R-Zero: Self-Evolving Reasoning LLM from Zero Data
Chengsong Huang, Wenhao Yu, Xiaoyang Wang, Hongming Zhang, Zongxia Li, Ruosen Li, Jiaxin Huang, Haitao Mi, Dong Yu
2025-08-08
Summary
This paper talks about R-Zero, a new system where two AI models work together to improve themselves without any human help. One model creates challenging questions while the other tries to solve them, and they keep learning from each other to get better.
What's the problem?
The problem is that training large language models usually needs a lot of human-designed tasks and labels, which takes a lot of effort and limits how fast the AI can improve on its own.
What's the solution?
The solution was to make R-Zero, which starts with one base model and splits it into two parts: a Challenger that generates hard tasks close to what the Solver can handle, and a Solver that works on those tasks.
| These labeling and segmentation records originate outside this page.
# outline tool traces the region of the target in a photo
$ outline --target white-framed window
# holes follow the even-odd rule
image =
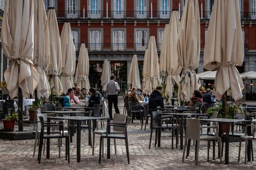
[[[113,17],[115,18],[122,18],[124,17],[124,9],[125,0],[113,0]]]
[[[101,3],[101,0],[88,0],[88,17],[89,18],[100,18]]]
[[[137,51],[145,51],[148,44],[148,33],[147,29],[135,30],[135,47]]]
[[[158,29],[158,35],[157,35],[157,46],[158,49],[161,49],[161,45],[162,44],[162,41],[163,38],[164,30],[163,28]]]
[[[74,44],[75,45],[75,51],[78,51],[80,47],[79,36],[79,31],[78,30],[72,30],[71,33],[73,38]]]
[[[0,0],[0,9],[2,10],[4,10],[4,6],[6,5],[6,0]]]
[[[138,18],[147,18],[147,0],[136,0],[136,15]]]
[[[89,30],[89,50],[101,51],[101,30]]]
[[[159,1],[159,13],[161,18],[169,18],[170,17],[170,0]]]
[[[112,46],[113,51],[124,51],[125,46],[125,31],[124,30],[112,31]]]
[[[256,19],[256,0],[250,0],[250,17],[251,19]]]
[[[45,10],[48,10],[49,7],[54,7],[56,9],[56,0],[44,0]]]
[[[66,0],[66,17],[68,18],[75,18],[79,15],[78,0]]]

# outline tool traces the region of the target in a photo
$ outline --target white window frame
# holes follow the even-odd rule
[[[136,0],[134,3],[135,15],[137,18],[146,18],[148,14],[148,4],[147,0]],[[140,3],[143,2],[143,3]]]
[[[250,1],[250,18],[256,19],[256,0]]]
[[[101,51],[103,30],[101,28],[89,28],[88,42],[90,51]]]
[[[158,1],[159,17],[160,18],[169,18],[171,10],[171,6],[173,4],[173,0],[159,0]],[[163,4],[164,3],[164,4]],[[163,9],[163,6],[165,6],[165,9]]]
[[[93,1],[93,2],[92,2]],[[92,2],[93,9],[91,8]],[[91,18],[99,18],[101,16],[102,0],[88,0],[88,17]]]
[[[112,28],[111,42],[113,51],[124,51],[126,46],[126,29]]]
[[[162,45],[163,37],[164,35],[164,28],[158,28],[157,29],[157,46],[158,49],[161,49],[161,46]]]
[[[135,28],[134,31],[134,45],[136,51],[145,51],[148,44],[148,28]],[[144,35],[143,35],[144,34]],[[144,36],[144,42],[141,39]]]
[[[80,0],[66,0],[66,15],[68,18],[77,18],[79,17]]]
[[[79,44],[79,31],[80,30],[79,29],[71,29],[71,33],[72,33],[72,36],[73,38],[73,42],[74,42],[74,44],[75,46],[75,51],[78,51],[80,47],[80,44]]]

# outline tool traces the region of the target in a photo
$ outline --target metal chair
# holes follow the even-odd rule
[[[200,145],[200,142],[201,140],[208,141],[207,161],[209,161],[209,150],[210,150],[210,141],[218,140],[218,145],[220,147],[219,152],[220,152],[220,162],[221,162],[221,157],[222,157],[221,152],[221,139],[220,137],[218,136],[218,127],[217,126],[200,127],[199,119],[187,118],[186,121],[187,121],[187,129],[186,131],[185,142],[184,142],[185,145],[184,145],[184,148],[183,150],[182,162],[184,161],[185,153],[186,153],[186,150],[187,147],[187,149],[186,158],[187,158],[187,156],[189,156],[189,151],[190,151],[191,140],[195,140],[195,165],[197,165],[198,163],[199,145]],[[208,136],[208,135],[200,134],[200,131],[201,131],[202,128],[207,128],[207,129],[208,128],[215,128],[216,129],[215,136]],[[213,145],[213,150],[215,150],[215,145]]]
They continue to challenge and learn from each other in a cycle, improving their reasoning skills without any pre-made training data.
Why it matters?
This matters because it shows a way for AI to teach itself and get smarter without relying on humans to create tasks, which could help develop more advanced and capable AI systems in the future.
Abstract
R-Zero is a self-evolving framework that autonomously generates and learns from its own training data, improving reasoning capabilities in LLMs without human-curated tasks.